Later dan voorzien, bereiken we dan de grens Belize – Mexico. Hier doen ze wel even moeilijk. We moeten onze bagage zelf de grens over dragen en wat denk je? Ik word er uitgekozen om mijn bagage te openen. Ze kijken er vervolgens eens vluchtig in en besluiten dan dat ik toch wel een eerlijk meisje ben. Na de archeologische ruïnes van de Maya’s en de kleurrijke indianenmarkten van Guatemala is het tijd voor ontspanning. Tegen de avond bereiken we Laguna Bacala vlakbij de kust van Yucatán. Het is gelukkig gestopt met regenen en het Hotel Laguna is prachtig gelegen aan de rand van het appelblauwzeegroene zoetwatermeer. Iedereen neemt nog een duik in het heldere water alvorens te eten in het hotel.

maandag 6 juni 2005

Flores - Tikal

Vanmorgen kunnen we ook niet uitslapen want voor ons bezoek aan Tikal moeten we nog ongeveer een uur rijden. We ontbijten op de bus want deze toeristische attractie trekt uiteraard veel volk en we willen de massa voor zijn. De antieke, oude stad Tikal ligt te midden van het regenwoud. Dit was ooit het machtigste Maya bolwerk op aarde. Omstreeks 900 gaat deze stad ten onder en in 1848 wordt ze overwoekerd teruggevonden.
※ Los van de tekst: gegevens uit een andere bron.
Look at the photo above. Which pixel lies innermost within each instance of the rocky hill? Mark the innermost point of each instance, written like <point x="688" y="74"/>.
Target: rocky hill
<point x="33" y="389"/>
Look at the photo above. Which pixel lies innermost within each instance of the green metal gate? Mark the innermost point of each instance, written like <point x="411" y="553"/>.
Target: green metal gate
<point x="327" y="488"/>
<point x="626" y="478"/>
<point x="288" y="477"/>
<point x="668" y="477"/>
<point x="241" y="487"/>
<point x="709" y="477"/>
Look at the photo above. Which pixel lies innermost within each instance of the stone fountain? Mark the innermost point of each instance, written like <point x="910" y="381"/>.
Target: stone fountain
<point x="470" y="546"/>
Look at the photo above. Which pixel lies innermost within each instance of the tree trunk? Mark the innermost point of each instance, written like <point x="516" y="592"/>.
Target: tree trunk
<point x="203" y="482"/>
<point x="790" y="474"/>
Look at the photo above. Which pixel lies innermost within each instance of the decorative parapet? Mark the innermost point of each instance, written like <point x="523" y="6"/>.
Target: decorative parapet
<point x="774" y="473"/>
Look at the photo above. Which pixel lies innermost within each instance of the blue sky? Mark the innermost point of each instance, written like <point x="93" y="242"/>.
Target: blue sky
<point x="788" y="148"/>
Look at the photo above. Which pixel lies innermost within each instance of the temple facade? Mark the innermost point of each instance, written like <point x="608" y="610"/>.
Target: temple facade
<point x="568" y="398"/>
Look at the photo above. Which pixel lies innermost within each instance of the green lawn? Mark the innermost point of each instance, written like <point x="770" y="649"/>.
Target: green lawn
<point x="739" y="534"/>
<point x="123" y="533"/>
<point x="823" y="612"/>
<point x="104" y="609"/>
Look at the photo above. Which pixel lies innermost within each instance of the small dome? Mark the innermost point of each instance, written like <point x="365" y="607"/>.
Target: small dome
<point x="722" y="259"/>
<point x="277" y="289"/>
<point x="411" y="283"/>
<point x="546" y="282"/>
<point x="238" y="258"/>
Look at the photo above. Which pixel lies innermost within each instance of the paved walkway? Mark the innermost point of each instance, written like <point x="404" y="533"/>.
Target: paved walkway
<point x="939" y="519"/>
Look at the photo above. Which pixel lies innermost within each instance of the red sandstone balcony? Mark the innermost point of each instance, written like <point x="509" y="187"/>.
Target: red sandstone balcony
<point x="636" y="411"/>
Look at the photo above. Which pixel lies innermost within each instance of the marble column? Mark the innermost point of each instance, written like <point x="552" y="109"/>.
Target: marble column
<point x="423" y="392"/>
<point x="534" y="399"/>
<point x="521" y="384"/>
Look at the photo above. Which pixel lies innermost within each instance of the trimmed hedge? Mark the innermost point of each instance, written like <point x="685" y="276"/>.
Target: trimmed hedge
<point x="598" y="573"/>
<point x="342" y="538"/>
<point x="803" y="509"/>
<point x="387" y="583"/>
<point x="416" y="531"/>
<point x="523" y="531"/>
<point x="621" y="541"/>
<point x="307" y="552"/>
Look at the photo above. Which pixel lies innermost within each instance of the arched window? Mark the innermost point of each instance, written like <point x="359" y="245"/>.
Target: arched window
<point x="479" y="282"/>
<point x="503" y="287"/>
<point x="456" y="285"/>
Sommige tempels steken net boven de jungle uit. Ongeveer 30 jaar geleden is men begonnen met de restauratie werkzaamheden en er is nog maar een klein gedeelte blootgelegd, veel bouwwerken zijn nog helemaal bedekt en zien er uit als heuvels. Het werd in 1979 door de Unesco tot cultureel erfgoed van de wereld verklaard.
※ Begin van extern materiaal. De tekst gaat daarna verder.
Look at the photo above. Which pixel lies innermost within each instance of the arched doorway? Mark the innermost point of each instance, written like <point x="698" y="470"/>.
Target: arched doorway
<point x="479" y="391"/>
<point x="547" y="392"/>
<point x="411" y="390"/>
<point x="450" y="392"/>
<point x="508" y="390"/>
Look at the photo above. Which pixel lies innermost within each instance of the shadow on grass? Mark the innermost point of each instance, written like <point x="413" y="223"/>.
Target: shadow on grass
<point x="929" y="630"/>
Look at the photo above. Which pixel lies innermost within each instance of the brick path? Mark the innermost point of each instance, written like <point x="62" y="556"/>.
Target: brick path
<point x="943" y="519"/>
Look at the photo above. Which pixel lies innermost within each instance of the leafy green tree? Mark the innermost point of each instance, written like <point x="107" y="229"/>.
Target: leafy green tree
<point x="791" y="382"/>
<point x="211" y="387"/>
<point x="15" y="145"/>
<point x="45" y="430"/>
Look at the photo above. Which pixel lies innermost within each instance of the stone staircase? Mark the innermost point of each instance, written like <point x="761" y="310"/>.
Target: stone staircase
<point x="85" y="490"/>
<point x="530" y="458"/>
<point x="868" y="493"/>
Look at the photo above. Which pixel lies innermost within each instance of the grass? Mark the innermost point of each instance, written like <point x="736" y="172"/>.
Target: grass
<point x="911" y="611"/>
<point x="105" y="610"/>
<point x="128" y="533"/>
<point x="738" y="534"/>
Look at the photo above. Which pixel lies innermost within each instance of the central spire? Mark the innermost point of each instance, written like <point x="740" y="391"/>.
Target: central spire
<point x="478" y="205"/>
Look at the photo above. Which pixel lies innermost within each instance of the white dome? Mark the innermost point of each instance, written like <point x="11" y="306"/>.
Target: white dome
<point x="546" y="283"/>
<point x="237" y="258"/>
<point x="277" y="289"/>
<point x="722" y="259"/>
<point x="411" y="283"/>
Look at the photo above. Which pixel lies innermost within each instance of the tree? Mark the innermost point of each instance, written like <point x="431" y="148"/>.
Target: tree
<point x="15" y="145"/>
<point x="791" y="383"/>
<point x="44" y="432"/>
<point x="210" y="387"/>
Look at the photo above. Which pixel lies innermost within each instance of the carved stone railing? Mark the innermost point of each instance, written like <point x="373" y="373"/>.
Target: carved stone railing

We nemen een plaatselijke gids en wandelen door het uitgestrekte complex op zoek naar een combinatie van natuur en cultuur welke het karakter van Tikal bepaalt. Prachtige watervogels met blauwgroene veren en lange poten alsook felgekleurde kalkoenen lopen hier voor je voeten. In de bomen hangen indrukwekkende nesten. We slaan het af- en aanvliegen van de prachtige vogels gade en genieten van de omgeving. De ‘Ceiba’ ook wel de ‘kapokboom’ genoemd, met zijn enorme stam is de heilige boom van de Maya’s. Hemel, aarde en onderwereld vormden het universum en waren met elkaar verbonden door de levensboom. De ceiba stond model voor dit mythologische aspect. De wijdvertakte kroon van de ceiba representeerde de hemel, de naakte stam de aarde en de dikke wortels die in de bodem verdwijnen vormden de schakels met de onderwereld. Elke dag als de zon onder ging en het licht aan de hemel verdween, leek voor de Maya’s de wereld letterlijk op zijn kop te staan. In de nacht hing de duistere onderwereld dreigend boven hun hoofd. Opgelucht en met respect begroetten ze elke morgen opnieuw de zon, het levenslicht. Tikal is niet enkel een genot voor plantenliefhebbers. Verscholen in de jungle zien we ook prachtige bloemen. De ene al mooier dan de andere.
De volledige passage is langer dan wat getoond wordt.